Surface compression in adsorption systems

A new phenomenon, surface compression of adsorbates, is discussed for gases adsorbed on solids. The strong attraction to a surface causes adsorbate molecules to attain much higher densities than that of a normal liquid. Under these conditions, adsorbate molecules are so compressed that they repel each other. This phenomenon is discussed in terms of experimental data, results of Monte Carlo simulations, and theoretical models. An approximate model for monolayer adsorption of Lennard–Jones molecules on a surface is derived. This model predicts adsorbate–adsorbate repulsions for strong adsorbate–adsorbent interactions. This model is applicable to both monolayer adsorption and to the first layer in multilayer adsorption. A linear form of this new model allows one to determine the adsorbate–adsorbate interaction energy in the adsorbed layer from experimental data.
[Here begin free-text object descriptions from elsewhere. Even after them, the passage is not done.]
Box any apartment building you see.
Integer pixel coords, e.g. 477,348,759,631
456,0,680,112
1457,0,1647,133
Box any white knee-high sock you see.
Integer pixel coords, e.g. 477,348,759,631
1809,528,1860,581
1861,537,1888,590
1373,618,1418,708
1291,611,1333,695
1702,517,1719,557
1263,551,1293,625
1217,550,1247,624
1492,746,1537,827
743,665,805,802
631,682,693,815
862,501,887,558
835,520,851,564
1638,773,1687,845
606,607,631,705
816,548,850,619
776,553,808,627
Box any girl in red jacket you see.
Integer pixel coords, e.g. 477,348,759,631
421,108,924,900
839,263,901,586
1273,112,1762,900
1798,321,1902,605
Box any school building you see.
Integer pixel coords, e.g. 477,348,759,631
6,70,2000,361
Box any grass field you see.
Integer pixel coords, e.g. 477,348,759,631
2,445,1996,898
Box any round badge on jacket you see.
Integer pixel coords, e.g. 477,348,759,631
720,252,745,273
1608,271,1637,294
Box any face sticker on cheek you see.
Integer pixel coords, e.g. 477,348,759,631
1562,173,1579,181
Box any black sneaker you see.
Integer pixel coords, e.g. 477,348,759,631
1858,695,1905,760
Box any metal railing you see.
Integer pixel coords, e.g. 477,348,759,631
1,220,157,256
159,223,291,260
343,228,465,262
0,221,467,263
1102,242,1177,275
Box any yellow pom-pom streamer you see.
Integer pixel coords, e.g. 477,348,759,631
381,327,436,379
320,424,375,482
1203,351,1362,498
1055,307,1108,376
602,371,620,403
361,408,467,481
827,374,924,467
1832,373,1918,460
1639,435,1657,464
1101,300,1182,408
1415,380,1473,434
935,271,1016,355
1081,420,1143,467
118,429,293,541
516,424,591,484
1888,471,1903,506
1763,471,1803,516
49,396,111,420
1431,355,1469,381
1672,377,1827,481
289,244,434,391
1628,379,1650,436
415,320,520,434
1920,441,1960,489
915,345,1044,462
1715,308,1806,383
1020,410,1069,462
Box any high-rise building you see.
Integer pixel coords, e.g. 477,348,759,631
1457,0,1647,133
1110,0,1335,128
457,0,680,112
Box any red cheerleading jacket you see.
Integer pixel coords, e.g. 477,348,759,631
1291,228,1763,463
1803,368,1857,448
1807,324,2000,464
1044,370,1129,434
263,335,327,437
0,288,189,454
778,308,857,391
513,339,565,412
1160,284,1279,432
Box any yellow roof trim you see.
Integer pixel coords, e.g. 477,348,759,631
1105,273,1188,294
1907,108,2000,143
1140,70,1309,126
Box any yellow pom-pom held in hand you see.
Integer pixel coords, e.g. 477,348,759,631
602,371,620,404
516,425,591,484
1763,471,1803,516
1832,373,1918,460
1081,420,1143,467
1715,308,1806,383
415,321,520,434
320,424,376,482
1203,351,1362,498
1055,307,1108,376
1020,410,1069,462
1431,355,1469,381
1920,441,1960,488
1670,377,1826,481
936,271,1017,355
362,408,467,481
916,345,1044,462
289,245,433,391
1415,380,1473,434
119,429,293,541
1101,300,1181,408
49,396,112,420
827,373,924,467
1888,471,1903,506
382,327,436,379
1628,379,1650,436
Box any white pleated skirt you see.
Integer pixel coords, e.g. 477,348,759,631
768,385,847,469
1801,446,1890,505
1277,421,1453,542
Analysis of different systems (such as nitrogen, carbon dioxide, hydrocarbons on various adsorbents) shows that the energies of molecule–molecule interactions in the adsorbed phase near monolayer coverage are positive, indicating adsorbate–adsorbate repulsions, and, hence, that the adsorbates are compressed fluids. This should be taken into account in the analysis of equations of state for the adsorbed phase and in using adsorption to characterize porous materials. It also should have an effect on solidification of the adsorbed layer and on the rates of reaction on catalyst surfaces. The results presented here also show that the concept of ‘monolayer capacity’ needs revision because it is a function of the adsorbate–adsorbent interaction energy.